Tuesday, September 9, 2014

mist

Like mist, health and age insist. It's not as if there were some mean intent. They just seem to seep and curl into a scene that once bubbled with intent and importance. What once were assumptions bump into questions posed by a dwindling interest and competence. The medical professionals who are there to "help" and "improve" may be very good at what they do, but their very doing inches the mist into nooks and crannies of what once were easy-peasy assumptions.

What will you rely on when there is nothing to rely on? Or, not exactly "nothing" -- the mist is something, after all, but what it is seems to be just what it is ... reliably unreliable as it slips across the green fields of the past. Tiring, infuriating, panicking, nuzzling ... the mist comes quietly but lacks even silence. To mention it is to risk whining, but what the hell, a good whine now and then seems to go with the territory.

Sometimes I imagine I will turn some corner and be consumed by a concern with spiritual life or political skulduggery or something not quite so misty. Maybe so -- you never know.


1 comment:

  1. I've always thought that fear is a killer. But where does it come from? Is it accumulated from experience? Just part of the landscape? Baggage that comes with being? Fear seems to come with a universal adapter. My paranoid imagination seems able to plug it into anything i can think of. Having an infinite reach, perhaps suggests that it's beginning is unknowable, lost in that infinite what the fuckness.

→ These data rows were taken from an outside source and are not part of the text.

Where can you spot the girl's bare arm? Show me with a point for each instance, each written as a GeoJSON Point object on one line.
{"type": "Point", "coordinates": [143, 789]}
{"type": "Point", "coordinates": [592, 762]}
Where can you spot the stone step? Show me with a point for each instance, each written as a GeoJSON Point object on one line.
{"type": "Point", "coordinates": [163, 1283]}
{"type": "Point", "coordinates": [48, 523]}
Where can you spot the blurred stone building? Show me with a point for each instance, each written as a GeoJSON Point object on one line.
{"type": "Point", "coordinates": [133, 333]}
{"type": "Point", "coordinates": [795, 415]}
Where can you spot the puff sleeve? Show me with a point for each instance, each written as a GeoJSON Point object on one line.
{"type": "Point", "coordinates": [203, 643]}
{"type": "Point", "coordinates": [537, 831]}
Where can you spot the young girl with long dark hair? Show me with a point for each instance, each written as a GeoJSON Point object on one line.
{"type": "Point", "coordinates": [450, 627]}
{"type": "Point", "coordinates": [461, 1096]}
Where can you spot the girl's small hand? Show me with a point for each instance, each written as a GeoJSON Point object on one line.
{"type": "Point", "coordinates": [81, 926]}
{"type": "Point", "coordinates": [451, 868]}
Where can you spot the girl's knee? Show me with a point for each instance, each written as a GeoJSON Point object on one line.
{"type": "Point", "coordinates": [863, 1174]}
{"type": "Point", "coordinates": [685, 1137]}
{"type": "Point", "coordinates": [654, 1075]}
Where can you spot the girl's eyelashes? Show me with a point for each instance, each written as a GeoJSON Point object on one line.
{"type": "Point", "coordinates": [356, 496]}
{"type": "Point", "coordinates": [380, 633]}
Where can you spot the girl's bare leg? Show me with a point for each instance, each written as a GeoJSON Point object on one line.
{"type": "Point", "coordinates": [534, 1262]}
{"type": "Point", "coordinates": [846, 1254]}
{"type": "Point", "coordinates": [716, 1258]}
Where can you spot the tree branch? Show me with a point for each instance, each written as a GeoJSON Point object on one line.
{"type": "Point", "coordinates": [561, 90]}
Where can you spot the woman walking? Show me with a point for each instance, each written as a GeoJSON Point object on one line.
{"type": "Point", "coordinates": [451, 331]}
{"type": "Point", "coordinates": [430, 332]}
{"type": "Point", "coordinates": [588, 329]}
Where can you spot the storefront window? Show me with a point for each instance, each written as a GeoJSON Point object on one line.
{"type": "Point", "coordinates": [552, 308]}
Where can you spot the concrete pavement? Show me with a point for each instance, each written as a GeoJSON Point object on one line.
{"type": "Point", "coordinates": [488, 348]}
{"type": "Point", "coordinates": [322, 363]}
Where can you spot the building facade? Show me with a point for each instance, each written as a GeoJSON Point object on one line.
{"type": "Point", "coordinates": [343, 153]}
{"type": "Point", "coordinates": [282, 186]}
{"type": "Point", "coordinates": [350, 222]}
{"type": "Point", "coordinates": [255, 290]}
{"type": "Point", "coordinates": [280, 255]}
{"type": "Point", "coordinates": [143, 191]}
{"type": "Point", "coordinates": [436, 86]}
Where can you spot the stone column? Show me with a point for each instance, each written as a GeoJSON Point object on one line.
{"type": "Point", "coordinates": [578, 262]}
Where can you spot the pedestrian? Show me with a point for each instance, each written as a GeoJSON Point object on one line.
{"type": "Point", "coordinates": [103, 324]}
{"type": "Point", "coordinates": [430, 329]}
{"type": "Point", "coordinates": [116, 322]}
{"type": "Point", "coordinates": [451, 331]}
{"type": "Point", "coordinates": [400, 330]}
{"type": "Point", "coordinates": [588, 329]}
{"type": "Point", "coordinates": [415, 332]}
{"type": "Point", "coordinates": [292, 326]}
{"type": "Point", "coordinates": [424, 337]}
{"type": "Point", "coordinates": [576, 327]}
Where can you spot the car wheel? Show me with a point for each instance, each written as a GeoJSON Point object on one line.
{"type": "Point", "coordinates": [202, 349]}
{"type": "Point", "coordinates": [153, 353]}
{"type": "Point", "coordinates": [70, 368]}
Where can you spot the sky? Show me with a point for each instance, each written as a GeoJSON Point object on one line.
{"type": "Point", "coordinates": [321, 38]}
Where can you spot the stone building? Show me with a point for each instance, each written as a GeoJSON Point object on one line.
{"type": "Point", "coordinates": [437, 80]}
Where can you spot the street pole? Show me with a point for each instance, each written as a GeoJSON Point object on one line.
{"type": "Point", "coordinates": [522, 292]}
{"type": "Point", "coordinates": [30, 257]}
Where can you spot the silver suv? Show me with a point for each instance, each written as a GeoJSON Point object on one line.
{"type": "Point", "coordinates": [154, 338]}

    So here we are, grasping for something dependable. And i have to think that if you googled "dependable", change, stupid, and fear would be the most returned hits. Dial 1-800 make me feel safe, and somebody promptly arrives to pull the rug out from under you, with an abyss below.

    We don't like change, the outcome is uncertain and potentially unfortunate. And yet we live in a universe of colliding particles where stasis is temporary at best. I wonder if subatomic particles suffer with fear.

    I evaded the potential pain implied in your poetic and touching post by letting my monkey mind have at it. Stupid lets me pretend to be safe, while change and fear clearly are scary.